The temple of Sri Bihariji Maharaj is located in Bharunda.
This temple is worshipped by locals from the area. This sage is supposed to be the kul-devta of the Murarka's, Sultania's, Jalan's and other important Marwari communities. It is believed that this sage was born here many thousands of years ago. He was supposed to have enlightened the community folks living in this area. There is a Jain temple of Shri Shankheshwar Parasnath Bhagwan which is said to be 120 years old and has a fair in month of May and June in form of three days Mahotshav in which there is flag hosting of this temple as done by Bhaguben Multanmalji Mutha Pariwar for the last 120 years.

It is said that the foot prints are still visible and are worshipped here. There is a huge tree around a kilometre away where he did tapasya. Every year, there is a huge fair during the month of August and especially on Janamasthmi day (the day when Krishna was born). Thousands of devoted flank the temple of this auspicious day for the darshan of this sage and his devout god - Krishna himself. Recently, Sri Bihariji Seva Sadan has started magnification of the temple precincts.

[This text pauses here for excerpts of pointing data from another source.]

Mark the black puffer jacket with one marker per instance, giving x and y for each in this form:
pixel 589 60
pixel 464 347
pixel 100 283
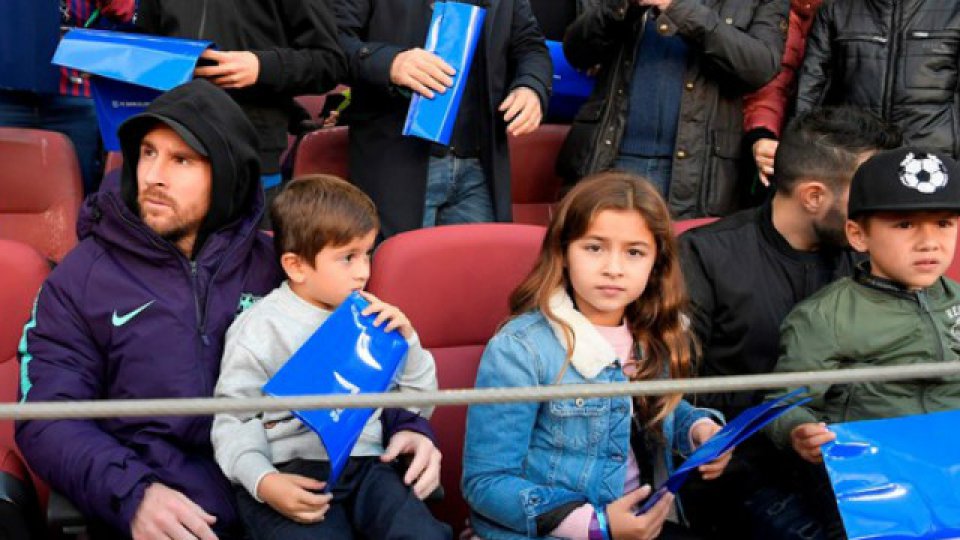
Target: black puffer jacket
pixel 294 40
pixel 898 58
pixel 735 47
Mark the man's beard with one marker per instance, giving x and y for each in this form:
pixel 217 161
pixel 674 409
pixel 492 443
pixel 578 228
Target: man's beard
pixel 831 230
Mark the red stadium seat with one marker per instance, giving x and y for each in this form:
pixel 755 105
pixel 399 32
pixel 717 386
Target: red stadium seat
pixel 323 151
pixel 40 190
pixel 535 186
pixel 22 271
pixel 453 283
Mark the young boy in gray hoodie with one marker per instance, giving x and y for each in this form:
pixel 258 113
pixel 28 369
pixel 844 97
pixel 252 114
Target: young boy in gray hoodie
pixel 324 232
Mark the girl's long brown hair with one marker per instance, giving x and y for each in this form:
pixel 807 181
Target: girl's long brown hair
pixel 655 319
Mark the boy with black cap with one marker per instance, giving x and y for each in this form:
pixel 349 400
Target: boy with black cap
pixel 897 309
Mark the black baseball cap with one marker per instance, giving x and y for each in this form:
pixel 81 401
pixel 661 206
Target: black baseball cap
pixel 905 179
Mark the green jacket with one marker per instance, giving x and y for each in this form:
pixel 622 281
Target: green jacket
pixel 867 321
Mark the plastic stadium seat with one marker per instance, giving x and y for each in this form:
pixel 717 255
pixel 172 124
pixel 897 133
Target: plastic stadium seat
pixel 113 162
pixel 682 226
pixel 453 283
pixel 323 151
pixel 22 271
pixel 535 186
pixel 40 190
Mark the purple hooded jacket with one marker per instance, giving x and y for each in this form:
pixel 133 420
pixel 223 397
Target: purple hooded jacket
pixel 126 315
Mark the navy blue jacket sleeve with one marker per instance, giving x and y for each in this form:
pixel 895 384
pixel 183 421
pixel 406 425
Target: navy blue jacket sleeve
pixel 61 362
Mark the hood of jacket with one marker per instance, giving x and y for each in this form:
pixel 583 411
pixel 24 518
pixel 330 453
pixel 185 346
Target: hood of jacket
pixel 226 134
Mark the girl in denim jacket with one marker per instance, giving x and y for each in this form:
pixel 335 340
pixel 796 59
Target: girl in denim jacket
pixel 602 304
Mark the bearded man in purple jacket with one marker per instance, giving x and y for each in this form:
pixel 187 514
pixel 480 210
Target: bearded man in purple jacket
pixel 139 310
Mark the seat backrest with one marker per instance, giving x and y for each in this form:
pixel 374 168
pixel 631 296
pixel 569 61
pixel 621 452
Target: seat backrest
pixel 684 225
pixel 323 151
pixel 40 190
pixel 453 282
pixel 22 271
pixel 535 186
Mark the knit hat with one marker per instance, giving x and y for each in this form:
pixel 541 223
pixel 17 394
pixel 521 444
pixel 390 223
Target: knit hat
pixel 905 179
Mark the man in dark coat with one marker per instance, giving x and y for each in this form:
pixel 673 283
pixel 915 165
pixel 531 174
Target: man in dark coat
pixel 507 90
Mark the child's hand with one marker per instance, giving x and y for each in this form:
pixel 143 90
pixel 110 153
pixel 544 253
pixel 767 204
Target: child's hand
pixel 701 432
pixel 807 439
pixel 385 312
pixel 293 496
pixel 626 525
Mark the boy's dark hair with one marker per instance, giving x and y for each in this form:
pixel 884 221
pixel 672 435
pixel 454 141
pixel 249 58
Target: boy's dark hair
pixel 319 210
pixel 826 143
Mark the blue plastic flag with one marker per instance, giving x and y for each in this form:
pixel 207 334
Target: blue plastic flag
pixel 346 355
pixel 130 70
pixel 897 478
pixel 29 31
pixel 735 432
pixel 454 31
pixel 571 88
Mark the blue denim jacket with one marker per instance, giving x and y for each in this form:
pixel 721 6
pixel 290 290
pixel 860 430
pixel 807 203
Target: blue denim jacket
pixel 522 460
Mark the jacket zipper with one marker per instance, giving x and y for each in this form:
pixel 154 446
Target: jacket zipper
pixel 941 357
pixel 196 304
pixel 892 50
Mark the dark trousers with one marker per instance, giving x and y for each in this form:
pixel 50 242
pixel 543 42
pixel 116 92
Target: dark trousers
pixel 370 500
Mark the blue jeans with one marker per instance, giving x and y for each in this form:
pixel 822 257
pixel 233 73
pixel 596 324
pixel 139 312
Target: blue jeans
pixel 655 169
pixel 457 192
pixel 75 117
pixel 369 501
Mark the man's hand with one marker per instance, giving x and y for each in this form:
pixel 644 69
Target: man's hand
pixel 521 111
pixel 421 71
pixel 425 467
pixel 701 433
pixel 807 439
pixel 166 513
pixel 234 69
pixel 293 496
pixel 763 152
pixel 626 525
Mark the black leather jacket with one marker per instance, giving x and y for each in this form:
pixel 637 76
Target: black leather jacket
pixel 898 58
pixel 735 47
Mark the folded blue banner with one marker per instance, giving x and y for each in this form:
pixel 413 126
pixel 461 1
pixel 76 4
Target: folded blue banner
pixel 346 355
pixel 454 31
pixel 29 31
pixel 130 70
pixel 735 432
pixel 897 478
pixel 571 88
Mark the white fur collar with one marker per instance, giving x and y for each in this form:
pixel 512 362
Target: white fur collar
pixel 591 351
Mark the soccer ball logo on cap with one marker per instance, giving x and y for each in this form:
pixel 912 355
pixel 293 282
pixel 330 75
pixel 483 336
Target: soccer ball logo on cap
pixel 923 172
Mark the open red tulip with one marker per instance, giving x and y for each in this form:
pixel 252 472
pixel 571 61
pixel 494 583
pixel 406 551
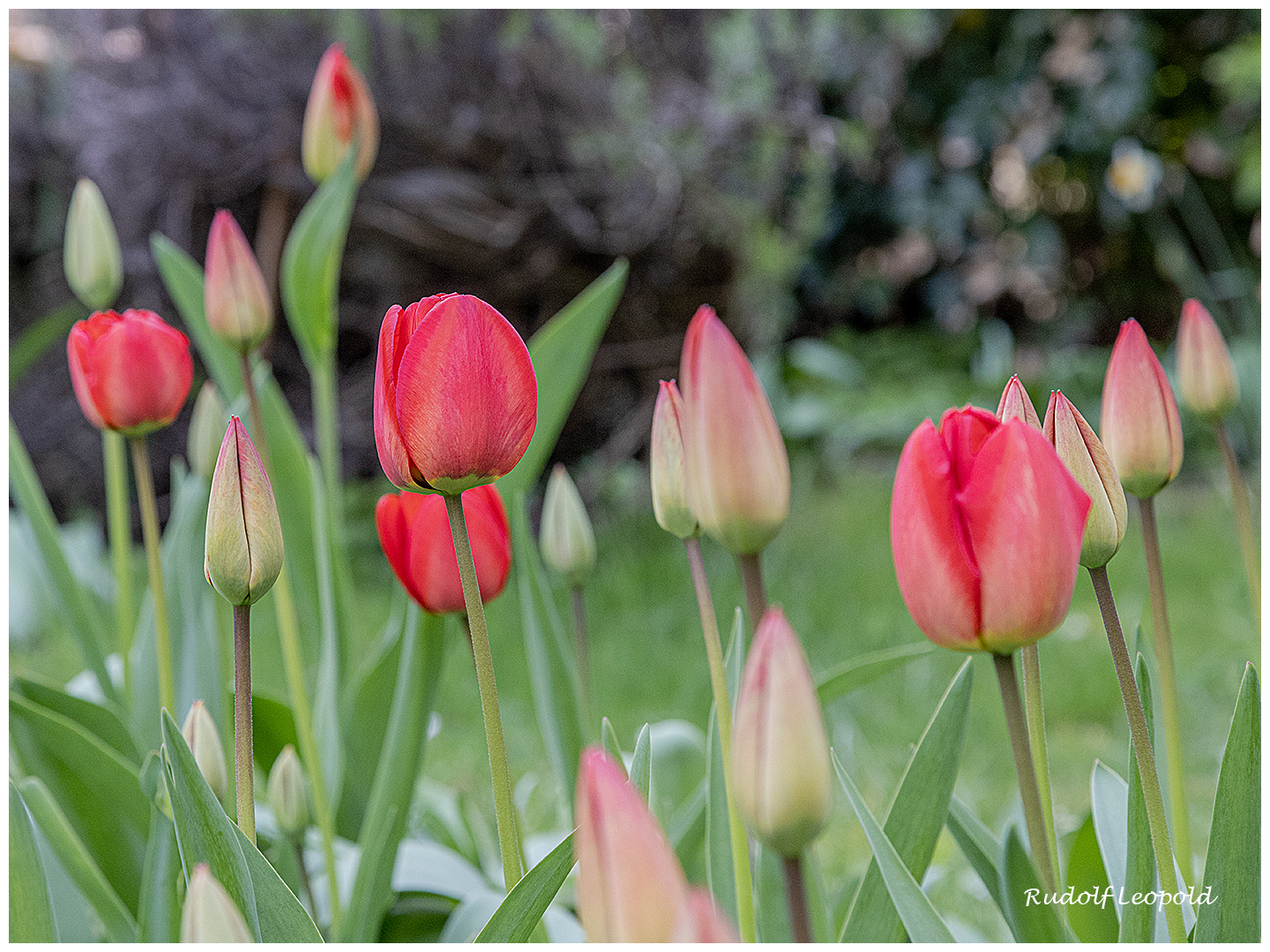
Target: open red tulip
pixel 986 528
pixel 415 532
pixel 455 395
pixel 131 371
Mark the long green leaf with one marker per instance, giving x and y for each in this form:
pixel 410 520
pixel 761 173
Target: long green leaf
pixel 31 911
pixel 917 914
pixel 915 816
pixel 524 908
pixel 118 922
pixel 562 352
pixel 1233 866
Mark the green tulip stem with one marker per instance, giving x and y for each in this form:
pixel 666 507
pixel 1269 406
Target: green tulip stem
pixel 723 712
pixel 1163 643
pixel 118 521
pixel 1018 724
pixel 796 894
pixel 243 776
pixel 1243 518
pixel 752 580
pixel 504 810
pixel 1140 750
pixel 1035 712
pixel 150 532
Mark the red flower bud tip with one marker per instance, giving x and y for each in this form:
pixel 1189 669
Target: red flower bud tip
pixel 235 296
pixel 131 372
pixel 666 465
pixel 1016 403
pixel 630 885
pixel 986 527
pixel 1080 450
pixel 1140 428
pixel 415 533
pixel 1206 374
pixel 738 472
pixel 455 395
pixel 340 113
pixel 780 753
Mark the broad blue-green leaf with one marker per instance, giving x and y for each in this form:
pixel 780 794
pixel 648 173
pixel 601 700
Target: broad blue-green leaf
pixel 915 815
pixel 530 897
pixel 1233 866
pixel 31 911
pixel 118 922
pixel 917 914
pixel 562 351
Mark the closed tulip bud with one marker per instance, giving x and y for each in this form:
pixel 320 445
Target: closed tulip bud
pixel 666 465
pixel 1206 374
pixel 210 914
pixel 205 744
pixel 206 429
pixel 90 251
pixel 780 753
pixel 131 371
pixel 235 297
pixel 340 115
pixel 1084 456
pixel 1016 403
pixel 566 539
pixel 288 792
pixel 455 395
pixel 630 885
pixel 1140 428
pixel 738 472
pixel 244 536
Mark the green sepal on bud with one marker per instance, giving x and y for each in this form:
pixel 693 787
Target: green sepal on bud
pixel 244 537
pixel 90 251
pixel 566 539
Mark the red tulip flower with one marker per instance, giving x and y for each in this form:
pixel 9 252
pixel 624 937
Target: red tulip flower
pixel 131 371
pixel 986 528
pixel 455 395
pixel 415 532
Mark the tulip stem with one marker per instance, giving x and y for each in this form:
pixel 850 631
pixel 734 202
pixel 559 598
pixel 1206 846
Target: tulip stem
pixel 150 532
pixel 1243 518
pixel 504 810
pixel 1018 725
pixel 752 580
pixel 723 712
pixel 1041 750
pixel 243 777
pixel 120 528
pixel 796 894
pixel 1162 640
pixel 1142 752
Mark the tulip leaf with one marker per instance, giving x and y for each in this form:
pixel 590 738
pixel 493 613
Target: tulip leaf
pixel 389 805
pixel 915 909
pixel 562 352
pixel 860 671
pixel 116 918
pixel 527 902
pixel 915 816
pixel 31 911
pixel 1233 866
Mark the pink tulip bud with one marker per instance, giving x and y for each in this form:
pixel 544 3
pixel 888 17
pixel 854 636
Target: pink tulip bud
pixel 986 528
pixel 1206 374
pixel 235 296
pixel 1140 428
pixel 780 753
pixel 455 395
pixel 630 886
pixel 1080 450
pixel 738 472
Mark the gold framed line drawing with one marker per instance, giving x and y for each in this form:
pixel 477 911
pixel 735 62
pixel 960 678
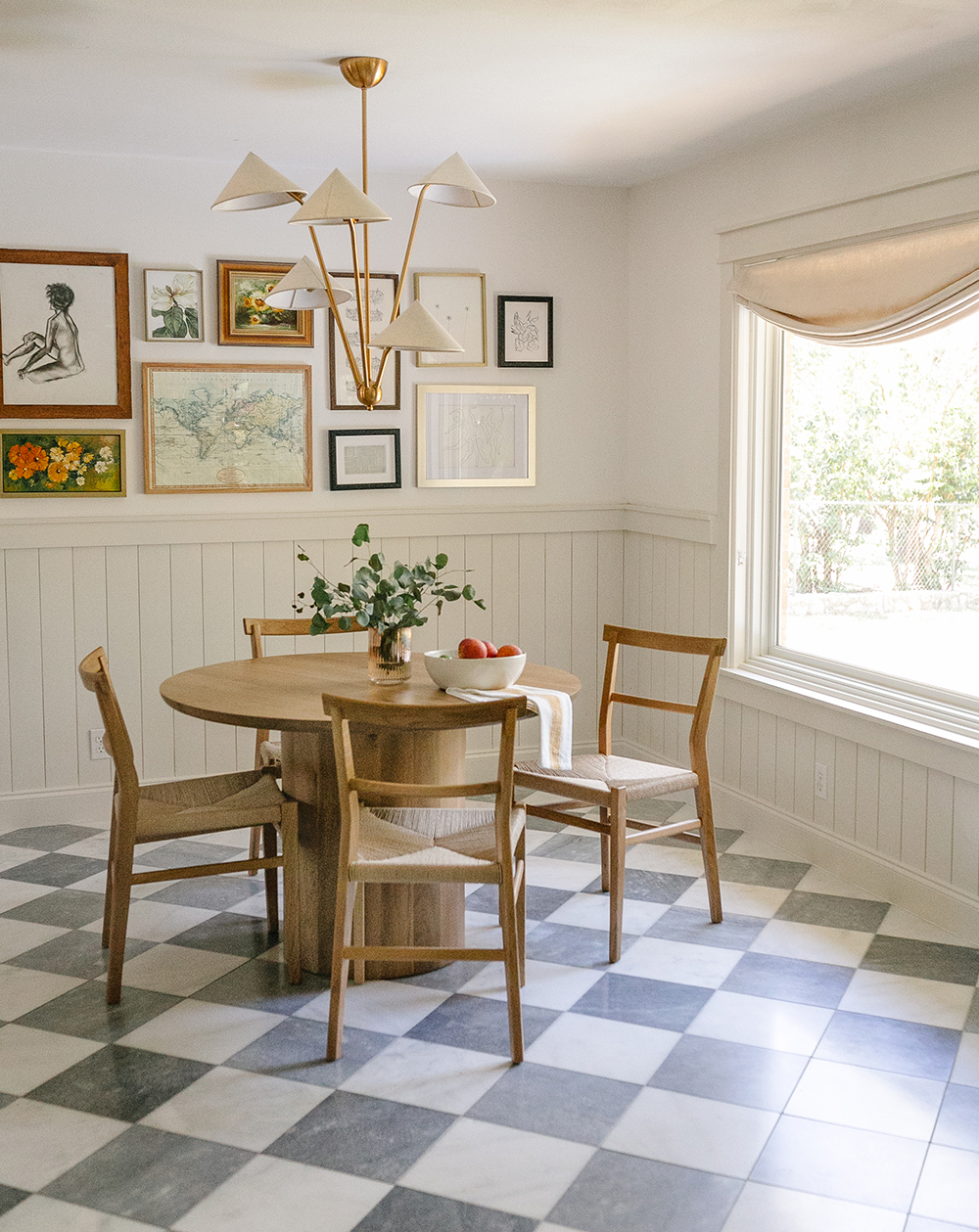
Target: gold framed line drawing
pixel 476 436
pixel 457 302
pixel 65 336
pixel 227 428
pixel 243 317
pixel 342 386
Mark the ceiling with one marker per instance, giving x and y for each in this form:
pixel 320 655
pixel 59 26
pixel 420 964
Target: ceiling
pixel 587 91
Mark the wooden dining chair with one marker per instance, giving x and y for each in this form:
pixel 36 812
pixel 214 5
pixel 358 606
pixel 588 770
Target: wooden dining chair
pixel 612 783
pixel 183 809
pixel 267 752
pixel 402 844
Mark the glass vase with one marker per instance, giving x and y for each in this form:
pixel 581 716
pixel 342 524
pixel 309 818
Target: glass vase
pixel 389 656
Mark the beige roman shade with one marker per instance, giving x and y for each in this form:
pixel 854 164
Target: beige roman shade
pixel 880 291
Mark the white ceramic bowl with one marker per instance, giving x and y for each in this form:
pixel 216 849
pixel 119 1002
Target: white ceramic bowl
pixel 474 673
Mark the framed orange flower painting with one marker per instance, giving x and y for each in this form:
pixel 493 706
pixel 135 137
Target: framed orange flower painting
pixel 63 464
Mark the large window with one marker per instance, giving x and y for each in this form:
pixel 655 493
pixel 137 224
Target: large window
pixel 878 505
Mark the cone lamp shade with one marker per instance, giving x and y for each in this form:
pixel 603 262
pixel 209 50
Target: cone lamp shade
pixel 256 186
pixel 338 201
pixel 303 289
pixel 416 329
pixel 454 182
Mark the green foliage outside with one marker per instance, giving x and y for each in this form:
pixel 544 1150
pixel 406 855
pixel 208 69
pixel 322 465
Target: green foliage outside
pixel 883 438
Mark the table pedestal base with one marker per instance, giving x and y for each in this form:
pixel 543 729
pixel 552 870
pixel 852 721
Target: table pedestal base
pixel 395 914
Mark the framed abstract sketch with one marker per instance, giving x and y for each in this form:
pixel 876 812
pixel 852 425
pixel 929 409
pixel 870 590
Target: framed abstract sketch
pixel 63 464
pixel 227 428
pixel 364 457
pixel 65 336
pixel 244 319
pixel 476 436
pixel 524 332
pixel 172 303
pixel 457 302
pixel 342 385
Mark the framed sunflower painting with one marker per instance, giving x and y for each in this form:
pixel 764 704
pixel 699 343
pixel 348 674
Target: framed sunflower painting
pixel 63 464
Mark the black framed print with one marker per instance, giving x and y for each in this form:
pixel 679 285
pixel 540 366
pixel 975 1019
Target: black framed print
pixel 364 457
pixel 524 332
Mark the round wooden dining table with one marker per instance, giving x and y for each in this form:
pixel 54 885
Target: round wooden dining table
pixel 284 693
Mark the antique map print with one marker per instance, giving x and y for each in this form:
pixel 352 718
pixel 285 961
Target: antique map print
pixel 227 428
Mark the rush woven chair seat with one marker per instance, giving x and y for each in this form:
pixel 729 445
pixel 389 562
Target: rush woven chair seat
pixel 404 844
pixel 183 809
pixel 612 783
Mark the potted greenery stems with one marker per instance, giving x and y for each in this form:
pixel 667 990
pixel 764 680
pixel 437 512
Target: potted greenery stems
pixel 386 600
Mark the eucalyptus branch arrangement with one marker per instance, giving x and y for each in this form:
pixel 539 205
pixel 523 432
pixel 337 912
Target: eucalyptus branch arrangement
pixel 383 600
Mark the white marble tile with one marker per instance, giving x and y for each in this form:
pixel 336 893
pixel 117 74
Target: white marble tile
pixel 41 1213
pixel 602 1046
pixel 239 1109
pixel 909 998
pixel 41 1141
pixel 270 1194
pixel 592 911
pixel 949 1188
pixel 867 1099
pixel 737 898
pixel 549 984
pixel 176 969
pixel 967 1062
pixel 380 1005
pixel 158 922
pixel 498 1166
pixel 23 989
pixel 560 874
pixel 28 1057
pixel 768 1024
pixel 769 1209
pixel 812 942
pixel 677 962
pixel 203 1030
pixel 19 936
pixel 693 1132
pixel 428 1074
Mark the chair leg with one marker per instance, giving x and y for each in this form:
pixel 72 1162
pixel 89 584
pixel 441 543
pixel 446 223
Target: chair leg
pixel 270 846
pixel 343 926
pixel 709 851
pixel 617 874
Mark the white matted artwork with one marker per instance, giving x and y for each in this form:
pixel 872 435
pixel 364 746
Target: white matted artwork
pixel 476 436
pixel 457 302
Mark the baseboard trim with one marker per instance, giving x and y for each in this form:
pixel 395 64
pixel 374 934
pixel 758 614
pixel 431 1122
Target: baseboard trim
pixel 935 902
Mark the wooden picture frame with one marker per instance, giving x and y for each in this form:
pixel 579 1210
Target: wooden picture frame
pixel 200 433
pixel 524 332
pixel 243 319
pixel 457 302
pixel 375 465
pixel 65 336
pixel 476 436
pixel 172 305
pixel 342 393
pixel 63 464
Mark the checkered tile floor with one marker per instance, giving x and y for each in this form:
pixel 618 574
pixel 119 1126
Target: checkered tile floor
pixel 812 1064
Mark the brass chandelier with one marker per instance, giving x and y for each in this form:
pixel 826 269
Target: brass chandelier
pixel 338 203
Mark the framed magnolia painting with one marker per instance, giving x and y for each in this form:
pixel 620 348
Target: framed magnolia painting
pixel 172 304
pixel 65 336
pixel 244 319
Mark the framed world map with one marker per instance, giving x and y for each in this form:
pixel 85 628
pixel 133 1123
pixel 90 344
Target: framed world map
pixel 227 428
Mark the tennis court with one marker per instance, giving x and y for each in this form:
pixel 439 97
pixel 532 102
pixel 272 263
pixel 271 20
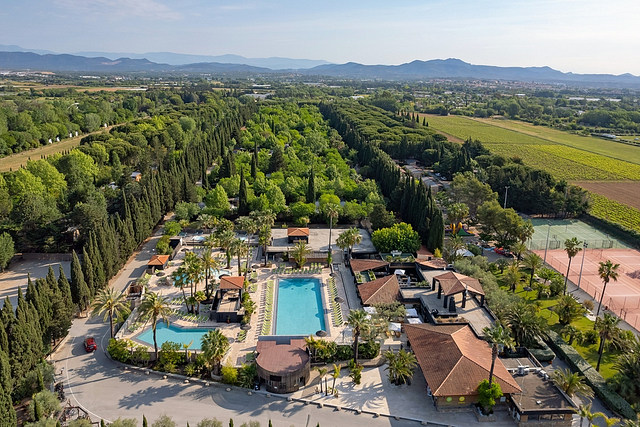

Prominent /Well Known Torch Bearers
A) Late. Shri Achleshwarji Chimanlalji Dave
B) Late. Smt.Laxmiben Achleshwarji Dave

How to reach Bharunda
By Air: the nearest airport is Jodhpur or later on Udaipur.

By Train: The nearest railway station is Jawai Bandh which is approximately 25 km. away from Baharunda.

By Road: Rajasthan bus transport services is available from Ahmedabad to reach Bharunda or nearest getting down point is Sumerpur.